Katı Bilimsellik Ölçütünün Olmayışı

Sosyal bilimlerde bilimsellik ölçütleri konusunda çok önemli ilerlemeler olmuş olsa da, bir teorinin “doğru” veya “yanlış” kabul edilebilmesine dair ölçütlerin neler olduğu konusunda bilim adamları arasında, tam bir uzlaşmanın sağlanmamış olması, farklı hatta birbirine tamamen zıt görüşlerin, bilimsellik iddiasından vazgeçmeden birlikte varlıklarını sürdürmesine zemin hazırlamaktadır.

Ayrı Bir Bilim Olarak Uluslararası Politik Ekonomi

Uluslararası politik ekonomi, politik ekonomi, siyaset bilimi, uluslararası ilişkiler ve biraz da sosyolojinin bir şekilde kesiştiği bir çalışma alanıdır. Bu yüzden bu disiplinin alanını netleştirmeye, siyaset bilimi, politik ekonomi, uluslararası ilişkiler disiplinlerinin çalışma alanlarından başlanmalıdır.

İktidar, Siyaset Bilimi ve Ekonomi

Siyaset bilimi siyasi denilen tutum, davranış ve kurumları konu edinir. “Siyasi” dendiğinde de, bir şekilde güç kullanımının içinde yer aldığı, durum (iktidar, muhalefet, isyan gibi), süreç (propaganda, seçim, savaş gibi) ve kurumlar (devlet, hükümet, siyasi parti gibi) akla gelir. Daha teknik bir tanım yapmak gerekirse siyaset bilimi iktidarın nasıl biçimlendiği ve paylaşıldığını konu edinir.

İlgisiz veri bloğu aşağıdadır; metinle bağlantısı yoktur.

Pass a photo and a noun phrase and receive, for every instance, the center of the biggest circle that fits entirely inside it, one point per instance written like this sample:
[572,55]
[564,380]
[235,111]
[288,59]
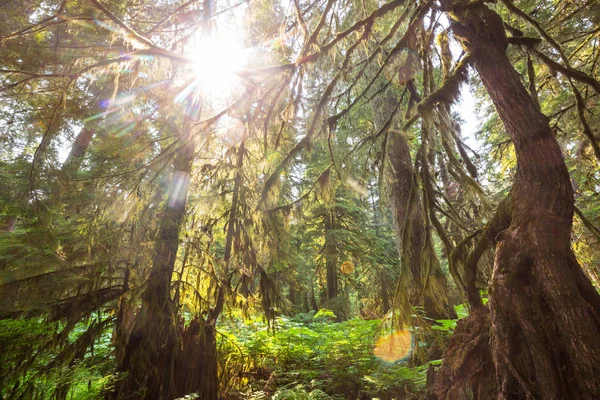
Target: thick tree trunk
[149,359]
[545,313]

Başka bir deyişle, siyaset bilimi kimin, neyi, nasıl ve ne zaman alacağını irdeler. Siyasetteki anahtar kavram iktidardır. İktidar/güç, bir bireyin yahut bireyler topluluğunun kendi istekleri doğrultusunda, rızaları olup olmadığına bakmaksızın diğer insanların davranışlarını etkileyebilme, yönlendirebilme veya denetleyebilmesidir.

İktisat/ekonomi, yaygın bilinen tanımıyla kıt kaynakların sınırsız veya sürekli genişleyen insan isteklerini karşılamada nasıl kullanılacağını inceleyen bilim dalıdır. Mikro ve makro düzeyde karar verme süreçlerinin faydamaliyet eksenli olarak nasıl işlediğini ortaya koymayı amaçlar.

Uluslararası İlişkiler, Uluslararası Ekonomi ve Uluslararası Politik Ekonomi

Uluslararası ilişkiler disiplini, siyaset biliminin kavram ve yöntemlerini ulusların veya uluslararası aktörlerin birbiriyle olan ilişkilerini çözümlemek için kullanır ve bu yüzden “güç” kullanımı odaklı bir bilim alanıdır. Kuşkusuz ulus içi iktidar ilişkileri ile uluslararası iktidar ilişkilerinin benzer yönleri olduğu kadar farklı yönleri de bulunmaktadır.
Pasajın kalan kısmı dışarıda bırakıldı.